Our aim with this article is to talk about the nuances about and between certified natural, vegan and organic cosmetics. Is the hype behind the certificates a true stamp for effective products or are there any other ways of approaching skincare with a smart consciuous wisdom and criticism?
Vegan Certified Skin Care
Vegan has become a strong word. There are companies who have produced vegan skincare for years and never mentioned it once. And there are companies who have sensibly attached a certified vegan sign to their products to get more attention. Let`s get one thing straight – most of the cosmetics we see on the shelves are vegan or mostly vegan. It is easy and affordable to make vegan skincare and the fuss around non-vegan products is just emotions bubbling over. Vegan means that the product does not contain animal derived ingredients like silk, pearl powder, beeswax or lanolin, etc. Some people tend to think that vegan means more environment friendly - nothing to do with that though. In the food world it is often even vice versa.
Vegan Cruelty Free Beauty Products
Animal testing on cosmetics products is banned in most places – internationally more than 41 countries have banned animal testing and some have limited it to a certain degree. After walking past the The Body Shop store in Tallinn the other day, it really got me thinking that is it really necessary to have all the cosmetic store interior desing screaming out – Help Us End Animal Testing for Good? When in fact, animal testing does not exist in the producing country nor in the EU where the products are sold. Where do we draw the line between smart marketing and ethical marteking? Of course, do we even have to draw the line.. Cruelty Free means that there have been no animals harmed or killed in the process of making a beauty product. Thankfully, the world is moving fast towards a more sensible and kind approach of testing cosmetic products.
Here`s an article to study for those who are interested in certified vegan and cruelty free beauty products.
Certified Natural Cosmetics vs Natural Cosmetics
„A search of the Wiley Online library of articles from the International Journal of Cosmetic Science (IJCS) shows that from the start in 1979 to 2000, very few articles (around 120) contained the term ‘natural’. This has grown to circa 750 since the start of the Millennium. In the last decade, in particular, related terms like ‘plant’, ‘botanical’, ‘marine’, ‘biodegradable’, ‘renewable’, ‘environment’, and more latterly ‘sustainable’, have shown similarly large increases in the number of publications.“ (exerpt from The Science of Naturals: Evolution of Cosmetics).

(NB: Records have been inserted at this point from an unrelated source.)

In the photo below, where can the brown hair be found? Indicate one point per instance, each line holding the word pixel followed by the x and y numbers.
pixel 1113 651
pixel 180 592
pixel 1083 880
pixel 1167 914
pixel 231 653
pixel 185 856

The world is moving towards natural beauty combined with an extremely high level of new technology. Natural is prestigious and luxurious again. Natural skin care is more understandable and more transparent – in a world of information, we are trusting things that we can understand.
For example Ecocert Cosmos requires that:
- 95% minimum of the plants that the product contains are organic
- at least 20% of organic ingredients are present in the total formula (10% for rinse-off products)
- the packaging has to be recyclable
- the product has to contain at least 99% of nature derived ingredients.
This is great and certified products can, no doubt, be trusted as far as ingredient origins go.
However, there are pearls that may be overlooked if one is only looking for the organic certificate, because natural resources like water, salt, other minerals and organic therapeutic peat can never be certified as organic. Cosmetic peat, in this case, suffers the most, as it is 100% natural, pure, clean, effective and very much organic. It`s a gift from the wild and therefore can`t be certified as if it was organically grown by someone. So, sometimes even better than certified organic is truly natural, organic and effective, for example Turbliss bog inspired highly effective face masks made from first class, nordic therapeutic peat. Certified organic is wonderful, however, it is not a certification of effectiveness. Knowing the ingredients, some basics of skin chemistry and smart, conscious choices in choosing cosmetics provide the best results.